Quotations vs Closures
A quotation (the surface syntax [ … ]) has two possible types:
quotation_type— if the body consumes only values pushed inside the quotation itself (plus an implicit row variable).closure_type— if the body references values from the enclosing stack. The compiler captures those values into an environment at the point the quotation is produced; the result is aClosure[ … ]at the type level.

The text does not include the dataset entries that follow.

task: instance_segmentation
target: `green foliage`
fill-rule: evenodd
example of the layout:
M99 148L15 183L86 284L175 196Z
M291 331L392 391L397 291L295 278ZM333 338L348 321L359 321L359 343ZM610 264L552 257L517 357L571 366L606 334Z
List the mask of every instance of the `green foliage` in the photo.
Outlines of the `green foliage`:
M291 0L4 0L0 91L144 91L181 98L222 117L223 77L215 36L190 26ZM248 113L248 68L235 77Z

There is no dedicated syntax for a closure — the parser always builds a
quotation literal, and the type checker decides whether the result is a
quotation_type or a closure_type based on what the body references.
Arithmetic Sugar
The tokens +, -, *, /, %, =, <, >, <=, >=, and <> are
ordinary identifiers at the grammar level but are resolved by the compiler
to their typed counterparts based on the inferred stack types. For example:
3 4 + # resolves to `i.+` — both operands are Int
3.0 4.0 + # resolves to `f.+` — both operands are Float
This is a compile-time rewrite, not dynamic dispatch: if the types can’t
be inferred unambiguously the program fails to type-check. Writing the
explicit form (i.+, f.<, etc.) is always valid and suppresses the
sugar resolution.
Sugar resolves only when the operand types are visible on the typechecker’s stack at the use site. Inside a quotation body the body is typed against its own fresh effect, so its stack is empty from the resolver’s perspective and sugar cannot resolve. Use the typed form inside quotations:
3 4 [ + ] call # error: + can't resolve, operands not in scope
3 4 [ i.+ ] call # idiomatic — works regardless of caller context
The typed form (i.+, f.+, string.concat, …) is the always-works
idiom; sugar is a top-level convenience that’s nice for short
expressions but should be expanded when writing words intended to be
passed to combinators like dip, keep, bi, times, or
each-integer.
Examples
Complete Program
include std:json
union Result {
Ok { value: Int }
Error { message: String }
}
: safe-divide ( Int Int -- Result )
dup 0 i.= if
drop drop "Division by zero" Make-Error
else
i.divide drop Make-Ok
then
;
: main ( -- )
10 2 safe-divide
match
Ok { >value } -> value int->string io.write-line
Error { >message } -> message io.write-line
end
;
Stack Effects
# Simple transformation
: double ( Int -- Int ) 2 i.* ;
# Multiple inputs/outputs
: divmod ( Int Int -- Int Int ) over over i./ rot rot i.% ;
# Row-polymorphic (preserves rest of stack)
: swap ( ..a T U -- ..a U T ) ... ;
# Quotation type
: apply-twice ( Int [Int -- Int] -- Int ) dup rot swap call swap call ;
# Closure type
: make-adder ( Int -- Closure[Int -- Int] ) [ i.+ ] ;